Anyway, freedom won’t be guaranteed on campus until everyone has a gun and Mr. Shurtleff is ready to fight to the finish against that protector of the bastions of academe, U of U President Bernie “Don’t Truck With Me” Machen. He seems to labor under the backward impression that institutions of learning are no place for the brandishing of firearms. Oh, these insidious liberals. Just because they are educated, they think they know more than the rest of us.


News item: Noted U of U Law Prof. John Flynn has announced that he will resign from the faculty if the school is forced to allow concealed weapons on campus.
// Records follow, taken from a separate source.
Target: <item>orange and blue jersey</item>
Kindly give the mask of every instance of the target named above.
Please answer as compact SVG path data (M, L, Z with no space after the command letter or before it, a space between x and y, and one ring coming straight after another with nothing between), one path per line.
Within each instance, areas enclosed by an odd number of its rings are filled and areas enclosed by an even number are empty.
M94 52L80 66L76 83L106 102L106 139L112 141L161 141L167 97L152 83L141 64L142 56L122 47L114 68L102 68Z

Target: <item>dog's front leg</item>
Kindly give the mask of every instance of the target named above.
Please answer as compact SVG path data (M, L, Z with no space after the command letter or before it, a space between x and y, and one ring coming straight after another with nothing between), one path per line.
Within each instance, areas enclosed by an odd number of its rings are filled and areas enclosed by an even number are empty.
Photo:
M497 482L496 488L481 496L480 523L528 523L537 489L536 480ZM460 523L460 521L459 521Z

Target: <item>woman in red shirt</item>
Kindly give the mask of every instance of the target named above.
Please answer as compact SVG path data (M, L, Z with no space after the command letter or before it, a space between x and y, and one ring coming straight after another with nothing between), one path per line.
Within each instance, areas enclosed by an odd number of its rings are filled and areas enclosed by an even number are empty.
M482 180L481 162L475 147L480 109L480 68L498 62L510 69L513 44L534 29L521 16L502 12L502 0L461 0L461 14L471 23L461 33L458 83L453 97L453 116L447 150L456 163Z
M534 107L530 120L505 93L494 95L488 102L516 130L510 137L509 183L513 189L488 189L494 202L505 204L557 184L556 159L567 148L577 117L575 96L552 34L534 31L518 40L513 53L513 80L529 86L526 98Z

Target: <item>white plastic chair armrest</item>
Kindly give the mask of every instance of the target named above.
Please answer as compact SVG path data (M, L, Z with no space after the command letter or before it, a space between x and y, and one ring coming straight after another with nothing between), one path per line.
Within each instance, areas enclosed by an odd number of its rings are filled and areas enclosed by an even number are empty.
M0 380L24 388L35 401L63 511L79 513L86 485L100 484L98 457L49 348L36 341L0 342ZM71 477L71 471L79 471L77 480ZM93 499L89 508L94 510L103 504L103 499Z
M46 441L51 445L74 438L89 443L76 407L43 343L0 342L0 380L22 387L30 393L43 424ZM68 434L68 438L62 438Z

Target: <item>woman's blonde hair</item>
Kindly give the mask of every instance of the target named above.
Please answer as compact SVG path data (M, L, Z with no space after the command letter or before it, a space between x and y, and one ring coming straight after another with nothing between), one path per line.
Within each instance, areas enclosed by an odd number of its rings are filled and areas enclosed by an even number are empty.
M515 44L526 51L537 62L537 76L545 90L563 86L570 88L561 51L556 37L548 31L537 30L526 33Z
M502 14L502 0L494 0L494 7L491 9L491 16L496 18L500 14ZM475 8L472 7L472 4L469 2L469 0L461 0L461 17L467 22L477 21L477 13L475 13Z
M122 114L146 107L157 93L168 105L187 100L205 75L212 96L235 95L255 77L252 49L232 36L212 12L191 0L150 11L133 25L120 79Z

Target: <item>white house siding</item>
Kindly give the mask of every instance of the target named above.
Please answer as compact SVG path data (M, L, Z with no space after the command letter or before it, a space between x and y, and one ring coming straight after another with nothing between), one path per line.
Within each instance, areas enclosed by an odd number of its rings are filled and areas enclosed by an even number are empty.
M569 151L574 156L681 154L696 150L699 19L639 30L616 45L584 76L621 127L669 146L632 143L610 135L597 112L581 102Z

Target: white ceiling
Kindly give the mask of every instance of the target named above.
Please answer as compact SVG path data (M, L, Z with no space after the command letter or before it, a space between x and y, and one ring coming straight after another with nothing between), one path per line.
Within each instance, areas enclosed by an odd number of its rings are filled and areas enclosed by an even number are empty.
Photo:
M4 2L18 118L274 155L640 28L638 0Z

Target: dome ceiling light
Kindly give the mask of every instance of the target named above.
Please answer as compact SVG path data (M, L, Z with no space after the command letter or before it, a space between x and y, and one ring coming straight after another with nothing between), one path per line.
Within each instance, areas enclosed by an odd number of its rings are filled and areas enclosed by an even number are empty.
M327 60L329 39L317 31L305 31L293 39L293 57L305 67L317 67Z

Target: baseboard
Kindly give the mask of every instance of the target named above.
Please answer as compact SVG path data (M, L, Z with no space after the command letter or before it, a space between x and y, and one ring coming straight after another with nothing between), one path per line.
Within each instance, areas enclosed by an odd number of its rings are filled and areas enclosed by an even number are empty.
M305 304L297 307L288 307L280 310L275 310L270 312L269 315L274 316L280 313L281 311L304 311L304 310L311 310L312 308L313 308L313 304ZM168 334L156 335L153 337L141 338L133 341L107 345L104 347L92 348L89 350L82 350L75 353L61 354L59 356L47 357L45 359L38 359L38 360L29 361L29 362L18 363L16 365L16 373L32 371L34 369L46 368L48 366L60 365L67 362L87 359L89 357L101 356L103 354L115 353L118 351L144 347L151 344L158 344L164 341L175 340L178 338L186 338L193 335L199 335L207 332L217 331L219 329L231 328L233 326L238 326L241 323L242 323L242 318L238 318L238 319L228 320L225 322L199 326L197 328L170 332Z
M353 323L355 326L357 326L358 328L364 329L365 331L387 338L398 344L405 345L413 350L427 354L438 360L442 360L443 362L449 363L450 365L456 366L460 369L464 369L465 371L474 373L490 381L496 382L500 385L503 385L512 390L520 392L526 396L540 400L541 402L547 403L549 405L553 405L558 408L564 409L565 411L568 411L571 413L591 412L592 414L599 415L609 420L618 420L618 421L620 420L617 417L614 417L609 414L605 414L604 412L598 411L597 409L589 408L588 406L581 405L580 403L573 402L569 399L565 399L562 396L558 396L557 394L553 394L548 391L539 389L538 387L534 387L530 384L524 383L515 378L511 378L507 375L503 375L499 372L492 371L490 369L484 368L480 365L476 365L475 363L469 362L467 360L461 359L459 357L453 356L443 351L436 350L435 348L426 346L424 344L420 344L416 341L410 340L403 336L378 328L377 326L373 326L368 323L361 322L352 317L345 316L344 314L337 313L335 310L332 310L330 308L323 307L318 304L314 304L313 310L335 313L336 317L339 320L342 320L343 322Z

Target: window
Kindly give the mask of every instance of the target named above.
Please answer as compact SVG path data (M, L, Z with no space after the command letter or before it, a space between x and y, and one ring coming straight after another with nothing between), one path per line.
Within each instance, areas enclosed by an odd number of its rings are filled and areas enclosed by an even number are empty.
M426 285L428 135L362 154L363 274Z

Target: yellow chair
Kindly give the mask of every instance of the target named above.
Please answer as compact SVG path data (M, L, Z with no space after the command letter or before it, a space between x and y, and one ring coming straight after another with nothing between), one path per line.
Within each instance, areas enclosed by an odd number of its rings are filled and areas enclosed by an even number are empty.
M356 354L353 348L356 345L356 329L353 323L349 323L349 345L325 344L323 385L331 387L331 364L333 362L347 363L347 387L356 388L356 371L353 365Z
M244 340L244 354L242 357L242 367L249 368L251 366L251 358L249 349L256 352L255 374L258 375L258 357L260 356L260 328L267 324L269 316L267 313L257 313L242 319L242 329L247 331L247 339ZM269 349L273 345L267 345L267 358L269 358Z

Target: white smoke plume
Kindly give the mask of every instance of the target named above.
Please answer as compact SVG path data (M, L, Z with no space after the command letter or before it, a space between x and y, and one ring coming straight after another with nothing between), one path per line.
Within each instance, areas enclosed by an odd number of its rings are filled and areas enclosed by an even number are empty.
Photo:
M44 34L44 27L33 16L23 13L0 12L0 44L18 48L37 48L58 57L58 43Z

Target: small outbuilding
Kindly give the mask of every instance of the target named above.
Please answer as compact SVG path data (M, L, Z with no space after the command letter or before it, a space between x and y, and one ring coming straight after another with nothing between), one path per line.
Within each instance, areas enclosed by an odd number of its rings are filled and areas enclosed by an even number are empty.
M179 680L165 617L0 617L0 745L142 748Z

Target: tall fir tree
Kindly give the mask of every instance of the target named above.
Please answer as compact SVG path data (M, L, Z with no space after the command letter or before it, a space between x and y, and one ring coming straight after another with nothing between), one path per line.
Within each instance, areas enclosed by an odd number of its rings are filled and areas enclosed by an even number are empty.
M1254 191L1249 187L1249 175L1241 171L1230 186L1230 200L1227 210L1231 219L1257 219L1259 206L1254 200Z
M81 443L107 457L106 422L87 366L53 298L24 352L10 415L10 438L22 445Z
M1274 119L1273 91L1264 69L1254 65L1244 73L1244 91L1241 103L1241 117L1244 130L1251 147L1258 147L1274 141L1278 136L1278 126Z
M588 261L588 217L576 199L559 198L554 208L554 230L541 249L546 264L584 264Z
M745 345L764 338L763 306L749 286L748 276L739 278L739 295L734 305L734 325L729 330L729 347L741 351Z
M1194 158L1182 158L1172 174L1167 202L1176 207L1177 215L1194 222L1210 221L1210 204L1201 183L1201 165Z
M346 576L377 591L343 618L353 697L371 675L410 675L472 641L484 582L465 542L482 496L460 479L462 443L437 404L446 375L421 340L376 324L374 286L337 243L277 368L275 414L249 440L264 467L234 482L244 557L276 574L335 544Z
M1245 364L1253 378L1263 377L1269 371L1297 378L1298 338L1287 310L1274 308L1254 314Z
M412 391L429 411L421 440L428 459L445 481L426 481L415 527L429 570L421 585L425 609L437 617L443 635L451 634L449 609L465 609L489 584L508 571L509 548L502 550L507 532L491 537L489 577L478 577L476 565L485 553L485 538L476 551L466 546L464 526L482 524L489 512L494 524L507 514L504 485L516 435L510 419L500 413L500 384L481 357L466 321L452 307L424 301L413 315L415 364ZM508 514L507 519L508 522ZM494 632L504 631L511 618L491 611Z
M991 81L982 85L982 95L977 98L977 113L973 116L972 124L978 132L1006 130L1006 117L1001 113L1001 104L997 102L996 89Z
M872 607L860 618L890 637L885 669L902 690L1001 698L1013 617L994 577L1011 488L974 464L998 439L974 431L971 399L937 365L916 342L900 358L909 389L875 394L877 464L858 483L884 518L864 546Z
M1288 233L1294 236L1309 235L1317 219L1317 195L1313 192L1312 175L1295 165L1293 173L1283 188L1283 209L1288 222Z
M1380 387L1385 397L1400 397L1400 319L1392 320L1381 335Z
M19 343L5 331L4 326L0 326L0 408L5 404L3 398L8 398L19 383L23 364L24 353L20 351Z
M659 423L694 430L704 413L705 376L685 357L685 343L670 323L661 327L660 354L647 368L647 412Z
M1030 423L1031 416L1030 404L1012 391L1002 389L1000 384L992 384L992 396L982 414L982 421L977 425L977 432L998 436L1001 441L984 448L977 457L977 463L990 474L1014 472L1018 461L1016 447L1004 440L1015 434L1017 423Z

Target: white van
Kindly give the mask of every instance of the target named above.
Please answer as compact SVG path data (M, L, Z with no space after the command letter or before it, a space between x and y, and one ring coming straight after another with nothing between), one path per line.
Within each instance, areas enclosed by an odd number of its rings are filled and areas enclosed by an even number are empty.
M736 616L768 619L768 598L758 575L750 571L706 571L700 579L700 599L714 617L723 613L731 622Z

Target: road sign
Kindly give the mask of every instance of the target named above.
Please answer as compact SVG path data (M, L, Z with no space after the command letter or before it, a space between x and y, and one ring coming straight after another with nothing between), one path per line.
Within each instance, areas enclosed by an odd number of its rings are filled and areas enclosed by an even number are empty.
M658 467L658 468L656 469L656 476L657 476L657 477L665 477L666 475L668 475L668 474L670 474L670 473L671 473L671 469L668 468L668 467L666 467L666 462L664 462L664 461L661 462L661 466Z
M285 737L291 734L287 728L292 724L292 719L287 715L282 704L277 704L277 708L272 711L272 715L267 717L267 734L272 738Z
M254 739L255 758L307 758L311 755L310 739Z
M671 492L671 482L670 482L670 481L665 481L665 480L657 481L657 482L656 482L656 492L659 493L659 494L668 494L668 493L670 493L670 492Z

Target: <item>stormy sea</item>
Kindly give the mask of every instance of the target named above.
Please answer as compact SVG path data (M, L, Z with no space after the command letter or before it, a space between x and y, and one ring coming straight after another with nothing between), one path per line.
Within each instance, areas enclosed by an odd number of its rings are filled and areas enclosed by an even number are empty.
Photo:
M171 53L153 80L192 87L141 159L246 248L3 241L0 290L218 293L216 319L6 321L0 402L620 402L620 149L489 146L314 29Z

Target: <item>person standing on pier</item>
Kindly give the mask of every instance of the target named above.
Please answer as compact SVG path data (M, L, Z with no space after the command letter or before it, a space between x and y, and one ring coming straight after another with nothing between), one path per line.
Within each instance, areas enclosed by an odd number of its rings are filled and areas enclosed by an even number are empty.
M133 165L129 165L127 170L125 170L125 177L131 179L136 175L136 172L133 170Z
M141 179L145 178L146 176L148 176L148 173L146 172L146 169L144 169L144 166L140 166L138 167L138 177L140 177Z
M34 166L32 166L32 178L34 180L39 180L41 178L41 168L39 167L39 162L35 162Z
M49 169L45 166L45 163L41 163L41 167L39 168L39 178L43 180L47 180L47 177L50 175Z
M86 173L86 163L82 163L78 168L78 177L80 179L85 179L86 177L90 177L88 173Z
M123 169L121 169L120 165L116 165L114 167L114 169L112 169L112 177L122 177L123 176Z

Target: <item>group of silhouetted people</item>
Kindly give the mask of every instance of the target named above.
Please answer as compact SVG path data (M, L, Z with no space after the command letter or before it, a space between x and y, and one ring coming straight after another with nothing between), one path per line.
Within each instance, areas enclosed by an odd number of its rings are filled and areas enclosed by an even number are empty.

Not only will tenured professors leave, but the school will be unable to attract top faculty candidates, Flynn told the Trib’s Dan Harrie. “Trying to recruit someone nationally when we’re known as the only major university in the country where guns are allowed on campus would be disastrous.”


• In a related item, Brigham Young University, a private school owned by the LDS church, does not allow firearms on campus.


• Speaking of guns and patriots, the geniuses that operate the Salt Palace Convention Center forced the Rocky Mountain Elk Foundation to cancel its February 2003 convention downtown because the International Sportsmen’s Exposition scheduled its show the same month at the South Towne Exposition Center. The Elk Foundation raises money for conservation projects benefiting elk. The sportsmen’s group, on the other hand, are the ones who like to shoot the elk.


The cancellation is expected to cost downtown merchants, restaurateurs and hoteliers tens of thousands of dollars. Where does the buck (no pun intended) stop?


• Last week, we noted that an evangelist and a Baptist were arrested on what used to be Main Street near the LDS Temple in Salt Lake City for handing out pamphlets. The pair was charged with trespassing.


But city prosecutor Sim Gil dismissed the charges because the issue of free speech on the public thoroughfare purchased by the LDS church is now before the federal 10th Circuit Court of Appeals.


For the time being, apparently, freedom rings. Get your skateboard, boom box and bikinis and head for Temple Square. Freedom of expression is apparently—but perhaps temporarily—OK. Does that mean we can take our guns, too?